You should limit your number of threads to somewhere between n and n*3 where n is the number of processors available. Spinning up more threads is going to cause a lot of context switching, since most of them will be blocked most of the time.

As far as jobs per second, it really depends on how long the jobs run and how often they're blocked for operations like network and disk io.

Also, something to consider is that perhaps quartz isn't the tool you need. If you're sending off 1-2 million jobs a day, you might want to look into a custom solution. What are you even doing with 2 million jobs a day?!

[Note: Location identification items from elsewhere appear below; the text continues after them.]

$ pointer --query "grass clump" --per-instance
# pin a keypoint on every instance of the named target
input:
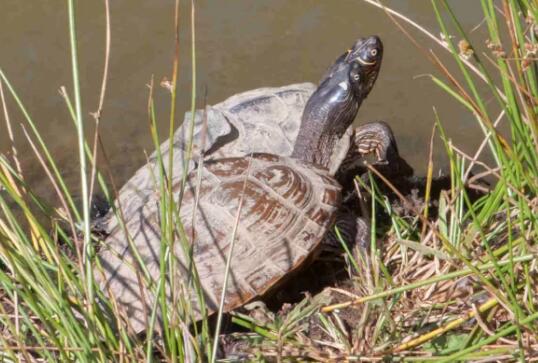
(456, 279)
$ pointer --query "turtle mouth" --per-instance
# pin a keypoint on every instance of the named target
(364, 62)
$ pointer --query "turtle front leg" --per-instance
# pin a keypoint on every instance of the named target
(373, 138)
(378, 138)
(353, 230)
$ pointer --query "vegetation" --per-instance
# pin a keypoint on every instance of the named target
(454, 282)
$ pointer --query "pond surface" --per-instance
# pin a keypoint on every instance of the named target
(240, 44)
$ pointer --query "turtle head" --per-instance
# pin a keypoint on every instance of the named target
(364, 59)
(332, 108)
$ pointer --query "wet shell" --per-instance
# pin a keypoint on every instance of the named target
(287, 204)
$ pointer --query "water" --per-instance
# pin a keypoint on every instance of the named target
(241, 44)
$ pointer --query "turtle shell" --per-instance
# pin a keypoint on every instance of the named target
(261, 120)
(287, 204)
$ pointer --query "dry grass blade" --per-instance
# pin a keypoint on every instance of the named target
(452, 325)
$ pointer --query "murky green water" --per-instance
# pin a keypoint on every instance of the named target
(241, 44)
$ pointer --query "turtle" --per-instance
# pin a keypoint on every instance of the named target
(261, 120)
(287, 205)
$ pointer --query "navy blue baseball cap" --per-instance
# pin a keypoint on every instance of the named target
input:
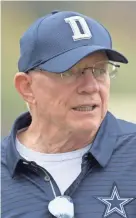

Another option, which is a really bad way to approach the problem, but sometimes works... what is the server it's running on? Is it an older server? It might be bumping up the ram or other specs on it will give you some extra 'umph'. Not the best solution, for sure, because that delays the problem, not addresses, but if you're in a crunch it might help.

0
votes

In situations with high amount of jobs per second make sure your sql server uses row lock and not table lock. In mysql this is done by using InnoDB storage engine, and not the default MyISAM storage engine which only supplies table lock.

0
votes

Fundamentally the approach of doing 1 item at a time is doomed and inefficient when you're dealing with such a large number of things to do within such a short time. You need to group things - the suggested approach of using a job set that then micro-schedules each individual job is a first step, but that still means doing a whole lot of almost nothing per job. Better would be to improve your webservice so you can tell it to process N items at a time, and then invoke it with sets of items to process. And even better is to avoid doing this sort of thing via webservices and process them all inside a database, as sets, which is what databases are good for. Any sort of job that processes one item at a time is fundamentally an unscalable design.